General information
- Type: Ultralight trike
- National origin: Czech Republic
- Manufacturer: Flying Machines s.r.o.
- Status: In production (2013)

= Flying Machines FM301 Stream =

Czech ultralight trike

The Flying Machines FM301 Stream, is a Czech ultralight trike, designed by and produced by Flying Machines s.r.o. of Rasošky. The aircraft is supplied as a complete ready-to-fly-aircraft.

==Design and development==
The FM301 was designed to comply with the Fédération Aéronautique Internationale microlight category, including the category's maximum gross weight of 450 kg. It features a cable-braced hang glider-style high-wing, weight-shift controls, a two-seats-in-tandem open cockpit with a cockpit fairing, tricycle landing gear and a single engine in pusher configuration.

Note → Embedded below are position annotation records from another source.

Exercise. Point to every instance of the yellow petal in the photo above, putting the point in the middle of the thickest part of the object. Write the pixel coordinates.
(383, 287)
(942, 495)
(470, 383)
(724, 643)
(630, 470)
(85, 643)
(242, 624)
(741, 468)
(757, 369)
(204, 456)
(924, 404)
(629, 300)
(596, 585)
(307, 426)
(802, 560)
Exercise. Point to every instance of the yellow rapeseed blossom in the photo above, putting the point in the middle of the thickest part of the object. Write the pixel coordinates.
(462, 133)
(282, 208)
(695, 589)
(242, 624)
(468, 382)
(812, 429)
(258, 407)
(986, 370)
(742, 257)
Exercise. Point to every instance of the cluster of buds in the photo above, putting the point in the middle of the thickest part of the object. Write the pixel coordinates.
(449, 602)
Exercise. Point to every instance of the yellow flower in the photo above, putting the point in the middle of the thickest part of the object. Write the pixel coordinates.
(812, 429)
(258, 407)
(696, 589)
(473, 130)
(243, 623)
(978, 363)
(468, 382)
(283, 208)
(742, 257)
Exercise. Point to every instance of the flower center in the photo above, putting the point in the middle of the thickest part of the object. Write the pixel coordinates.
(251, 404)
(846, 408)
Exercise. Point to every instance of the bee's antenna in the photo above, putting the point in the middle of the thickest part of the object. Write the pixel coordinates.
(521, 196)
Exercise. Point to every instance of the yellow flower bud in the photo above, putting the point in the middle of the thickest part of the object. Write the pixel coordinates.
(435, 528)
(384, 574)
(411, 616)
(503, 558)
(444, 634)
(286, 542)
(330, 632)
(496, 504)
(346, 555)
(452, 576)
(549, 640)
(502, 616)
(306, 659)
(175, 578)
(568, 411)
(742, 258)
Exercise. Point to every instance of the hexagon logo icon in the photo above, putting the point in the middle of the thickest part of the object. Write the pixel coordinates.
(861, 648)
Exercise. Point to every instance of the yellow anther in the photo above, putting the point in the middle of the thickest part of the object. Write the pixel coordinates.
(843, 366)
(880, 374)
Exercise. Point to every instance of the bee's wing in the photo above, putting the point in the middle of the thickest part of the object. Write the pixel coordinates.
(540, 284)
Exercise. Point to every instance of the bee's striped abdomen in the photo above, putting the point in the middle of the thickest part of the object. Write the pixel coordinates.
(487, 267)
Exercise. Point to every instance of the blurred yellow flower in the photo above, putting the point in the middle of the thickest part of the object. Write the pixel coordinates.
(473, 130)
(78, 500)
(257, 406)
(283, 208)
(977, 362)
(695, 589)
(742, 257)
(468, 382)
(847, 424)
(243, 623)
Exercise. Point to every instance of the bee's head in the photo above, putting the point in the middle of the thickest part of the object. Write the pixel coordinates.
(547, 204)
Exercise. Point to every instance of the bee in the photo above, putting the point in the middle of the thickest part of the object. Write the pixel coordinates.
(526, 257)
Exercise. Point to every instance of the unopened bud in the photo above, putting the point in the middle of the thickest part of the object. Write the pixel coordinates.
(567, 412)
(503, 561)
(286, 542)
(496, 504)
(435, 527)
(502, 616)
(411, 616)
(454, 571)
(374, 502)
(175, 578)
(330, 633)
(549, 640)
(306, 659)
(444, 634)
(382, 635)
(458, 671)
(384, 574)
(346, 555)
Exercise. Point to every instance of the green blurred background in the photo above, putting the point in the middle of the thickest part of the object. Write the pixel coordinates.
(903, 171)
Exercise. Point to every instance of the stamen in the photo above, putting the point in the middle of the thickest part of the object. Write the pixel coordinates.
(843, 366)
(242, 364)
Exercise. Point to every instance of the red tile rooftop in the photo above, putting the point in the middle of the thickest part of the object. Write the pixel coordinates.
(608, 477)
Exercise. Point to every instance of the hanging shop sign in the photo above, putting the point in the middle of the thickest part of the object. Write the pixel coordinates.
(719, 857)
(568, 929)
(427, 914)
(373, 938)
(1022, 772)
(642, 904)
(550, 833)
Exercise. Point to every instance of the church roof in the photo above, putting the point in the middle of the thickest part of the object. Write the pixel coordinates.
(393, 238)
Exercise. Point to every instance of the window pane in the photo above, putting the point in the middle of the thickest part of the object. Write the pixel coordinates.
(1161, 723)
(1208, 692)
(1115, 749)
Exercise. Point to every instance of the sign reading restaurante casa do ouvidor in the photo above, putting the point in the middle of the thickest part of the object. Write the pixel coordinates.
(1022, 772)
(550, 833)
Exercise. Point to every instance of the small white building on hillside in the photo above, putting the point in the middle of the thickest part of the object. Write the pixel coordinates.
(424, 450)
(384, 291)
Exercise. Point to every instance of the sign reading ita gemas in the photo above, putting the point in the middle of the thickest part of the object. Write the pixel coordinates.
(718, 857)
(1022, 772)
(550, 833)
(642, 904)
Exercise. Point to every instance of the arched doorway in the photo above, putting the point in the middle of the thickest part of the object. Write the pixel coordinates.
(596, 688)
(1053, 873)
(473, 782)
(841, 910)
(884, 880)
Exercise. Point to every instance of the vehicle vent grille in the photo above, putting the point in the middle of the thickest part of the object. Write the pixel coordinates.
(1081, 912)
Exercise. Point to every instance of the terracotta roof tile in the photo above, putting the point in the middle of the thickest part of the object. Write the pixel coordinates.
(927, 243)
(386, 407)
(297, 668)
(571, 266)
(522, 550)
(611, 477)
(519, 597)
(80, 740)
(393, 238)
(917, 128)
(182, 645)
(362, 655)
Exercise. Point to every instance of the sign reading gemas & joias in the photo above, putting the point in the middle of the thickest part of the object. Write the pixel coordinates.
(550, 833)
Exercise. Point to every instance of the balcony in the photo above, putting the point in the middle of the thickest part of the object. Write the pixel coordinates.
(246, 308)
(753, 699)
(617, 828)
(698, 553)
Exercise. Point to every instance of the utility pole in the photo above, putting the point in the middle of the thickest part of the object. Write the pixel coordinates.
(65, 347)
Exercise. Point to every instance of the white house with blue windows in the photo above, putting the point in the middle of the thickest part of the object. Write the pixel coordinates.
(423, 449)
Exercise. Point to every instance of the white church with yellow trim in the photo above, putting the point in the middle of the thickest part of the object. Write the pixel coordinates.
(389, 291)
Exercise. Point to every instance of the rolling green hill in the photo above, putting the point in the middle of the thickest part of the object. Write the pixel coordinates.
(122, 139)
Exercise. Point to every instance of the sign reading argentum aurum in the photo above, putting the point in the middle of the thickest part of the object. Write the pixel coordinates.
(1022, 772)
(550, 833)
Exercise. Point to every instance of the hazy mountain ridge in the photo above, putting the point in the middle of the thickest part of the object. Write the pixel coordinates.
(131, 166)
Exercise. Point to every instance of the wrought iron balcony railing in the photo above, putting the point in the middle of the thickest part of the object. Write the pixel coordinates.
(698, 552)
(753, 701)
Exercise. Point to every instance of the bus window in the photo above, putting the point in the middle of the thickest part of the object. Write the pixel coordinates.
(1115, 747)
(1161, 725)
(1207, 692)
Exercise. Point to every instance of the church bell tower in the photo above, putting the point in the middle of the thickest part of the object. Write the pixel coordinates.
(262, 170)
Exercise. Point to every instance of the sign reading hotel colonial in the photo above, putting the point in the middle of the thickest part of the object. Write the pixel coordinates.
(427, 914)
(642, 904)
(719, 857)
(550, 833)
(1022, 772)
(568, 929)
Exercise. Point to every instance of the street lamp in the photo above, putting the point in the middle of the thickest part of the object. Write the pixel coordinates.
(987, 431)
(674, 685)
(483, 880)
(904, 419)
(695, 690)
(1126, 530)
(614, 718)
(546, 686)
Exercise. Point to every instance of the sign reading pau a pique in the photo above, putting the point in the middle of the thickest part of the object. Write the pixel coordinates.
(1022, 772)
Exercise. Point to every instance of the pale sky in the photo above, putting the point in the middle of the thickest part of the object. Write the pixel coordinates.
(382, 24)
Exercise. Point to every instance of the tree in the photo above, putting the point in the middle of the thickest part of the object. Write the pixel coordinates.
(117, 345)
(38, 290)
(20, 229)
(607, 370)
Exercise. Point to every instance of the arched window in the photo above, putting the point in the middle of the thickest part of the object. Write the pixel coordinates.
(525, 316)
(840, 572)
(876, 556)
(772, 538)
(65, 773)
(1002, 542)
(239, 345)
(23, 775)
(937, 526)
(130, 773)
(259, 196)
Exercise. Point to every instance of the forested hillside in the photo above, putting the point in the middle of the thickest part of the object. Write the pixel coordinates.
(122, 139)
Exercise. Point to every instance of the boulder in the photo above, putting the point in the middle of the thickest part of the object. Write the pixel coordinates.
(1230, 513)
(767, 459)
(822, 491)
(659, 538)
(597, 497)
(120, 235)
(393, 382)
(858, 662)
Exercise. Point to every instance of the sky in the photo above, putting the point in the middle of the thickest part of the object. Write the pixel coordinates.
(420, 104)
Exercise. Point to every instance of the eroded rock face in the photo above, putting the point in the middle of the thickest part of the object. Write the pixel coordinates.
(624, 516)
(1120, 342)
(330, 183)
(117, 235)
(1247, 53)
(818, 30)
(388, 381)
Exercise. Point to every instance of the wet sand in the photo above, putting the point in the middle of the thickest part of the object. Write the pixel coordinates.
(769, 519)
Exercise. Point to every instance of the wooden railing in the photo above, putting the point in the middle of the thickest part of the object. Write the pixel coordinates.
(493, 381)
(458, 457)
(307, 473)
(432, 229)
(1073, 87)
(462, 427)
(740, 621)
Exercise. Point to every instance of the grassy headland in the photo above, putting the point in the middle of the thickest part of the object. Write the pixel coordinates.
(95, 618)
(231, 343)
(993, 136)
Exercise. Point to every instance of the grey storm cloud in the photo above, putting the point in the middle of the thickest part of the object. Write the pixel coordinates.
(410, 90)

The aircraft is made with a monocoque fibreglass carriage, with its double surface wing covered in Dacron sailcloth. Its 9.5 m span Quasar wing is supported by a single tube-type kingpost and uses an "A" frame weight-shift control bar. The powerplant is a twin cylinder, air-cooled, four-stroke, dual-ignition 60 hp HKS 700E engine, with the two-stroke 64 hp Rotax 582 and the four cylinder, air and liquid-cooled, four-stroke, dual-ignition 80 hp Rotax 912UL or 100 hp Rotax 912ULS engines optional. With the HKS powerplant the aircraft has an empty weight of 175 kg and a gross weight of 450 kg, giving a useful load of 275 kg. With full fuel of 42 L the payload is 245 kg.

The unusual fibreglass structural construction allows internal fuel tanks and also permits a large unobstructed baggage area. The FM301 also has a unique wing mast system that allows the wing to be assembled and mounted on the carriage single-handedly.